We bet Rudebox's sales of 147K - relatively some time after the single and tour, lest we forget - is used to demonstrate that Robbie has lost it. Obviously Robbie has lost it, or at the very least is playing a massive cosmic joke on us all under cover of 'he can do whatever he wants with that many sales' - you've heard the King Of The Bongo cover, right? - but we'd like to sell that many in a week. It's enough to see off a massively game field which sees entries at 2, 3 and 4 for My Chemical Romance, Meat Loaf (who also gets a spoiler Very Best Of at 23) and Rod Stewart's latest pointless covers album. He's moved on from The Great American Songbook, a nefarious concept in terms of Americans, let alone a bloke born in Highgate, to 'rock classics', a term now big enough to encompass I'll Stand By You and Father And Son. This actually sold 184,000 copies in its first week in America thanks to an appearance on Dancing With The Stars, and here was backed up with a slot on The X Factor.

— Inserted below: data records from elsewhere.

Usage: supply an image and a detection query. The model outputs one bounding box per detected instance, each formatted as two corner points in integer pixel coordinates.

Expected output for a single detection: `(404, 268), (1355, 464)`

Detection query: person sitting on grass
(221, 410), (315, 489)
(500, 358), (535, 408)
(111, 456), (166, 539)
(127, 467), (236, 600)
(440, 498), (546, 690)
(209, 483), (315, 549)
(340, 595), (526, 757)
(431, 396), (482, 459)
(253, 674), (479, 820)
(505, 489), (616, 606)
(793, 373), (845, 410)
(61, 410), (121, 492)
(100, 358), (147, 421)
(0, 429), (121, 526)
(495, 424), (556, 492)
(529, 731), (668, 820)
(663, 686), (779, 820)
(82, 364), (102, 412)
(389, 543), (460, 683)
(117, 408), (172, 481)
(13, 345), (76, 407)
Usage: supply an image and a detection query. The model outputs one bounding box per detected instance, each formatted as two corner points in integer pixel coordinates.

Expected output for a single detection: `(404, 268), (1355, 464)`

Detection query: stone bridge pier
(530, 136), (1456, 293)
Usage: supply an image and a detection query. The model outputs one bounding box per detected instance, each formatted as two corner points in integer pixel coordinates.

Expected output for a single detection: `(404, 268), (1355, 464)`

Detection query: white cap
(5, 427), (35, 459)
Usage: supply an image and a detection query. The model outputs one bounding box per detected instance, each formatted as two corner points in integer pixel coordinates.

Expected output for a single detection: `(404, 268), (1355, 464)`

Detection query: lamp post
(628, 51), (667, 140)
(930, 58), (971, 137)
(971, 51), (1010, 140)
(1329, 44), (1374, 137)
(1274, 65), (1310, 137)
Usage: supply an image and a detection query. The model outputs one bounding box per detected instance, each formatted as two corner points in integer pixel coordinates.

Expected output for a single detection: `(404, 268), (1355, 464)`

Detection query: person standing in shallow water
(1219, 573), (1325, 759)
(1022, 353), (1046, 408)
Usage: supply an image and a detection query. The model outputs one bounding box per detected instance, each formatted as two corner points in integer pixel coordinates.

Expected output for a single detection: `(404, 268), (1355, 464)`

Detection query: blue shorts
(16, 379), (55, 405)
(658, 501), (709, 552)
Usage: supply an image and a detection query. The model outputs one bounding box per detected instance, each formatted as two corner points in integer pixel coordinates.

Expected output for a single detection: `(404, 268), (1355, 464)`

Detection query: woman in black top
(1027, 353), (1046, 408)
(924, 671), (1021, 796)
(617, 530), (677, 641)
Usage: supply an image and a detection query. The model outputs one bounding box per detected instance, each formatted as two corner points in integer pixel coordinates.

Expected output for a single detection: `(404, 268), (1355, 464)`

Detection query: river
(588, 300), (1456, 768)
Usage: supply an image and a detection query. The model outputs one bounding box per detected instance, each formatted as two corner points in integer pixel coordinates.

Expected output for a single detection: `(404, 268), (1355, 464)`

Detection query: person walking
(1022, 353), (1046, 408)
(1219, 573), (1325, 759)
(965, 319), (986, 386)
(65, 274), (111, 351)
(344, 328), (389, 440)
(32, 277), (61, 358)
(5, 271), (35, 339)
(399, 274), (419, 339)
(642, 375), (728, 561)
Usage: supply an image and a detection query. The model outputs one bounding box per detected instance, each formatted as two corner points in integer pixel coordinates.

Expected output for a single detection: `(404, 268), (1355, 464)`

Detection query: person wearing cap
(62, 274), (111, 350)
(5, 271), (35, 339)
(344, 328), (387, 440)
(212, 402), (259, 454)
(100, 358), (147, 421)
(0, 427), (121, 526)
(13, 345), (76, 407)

We think we've spotted how the label's running with this one. John Legend makes a surprise appearance at 10, five ahead of the Ordinary Boys' travelling showbiz freakshow. Lemar climbs 13 to 17 for no good reason. Mugs of the week, finally, are those who shelled out to keep the Kooks' Inside In/Inside Out at 18, days after Luke Thingy declared "listening to the first album reminds me how not to make the next one. We were just wrecked all the time and it shows... I wrote tracks like Naive when I was 16. I've improved so much". You degrade the quality of the album when you're heavily promoting its follow-up, not when shilling another single from that same LP, you stupid-accented pillock!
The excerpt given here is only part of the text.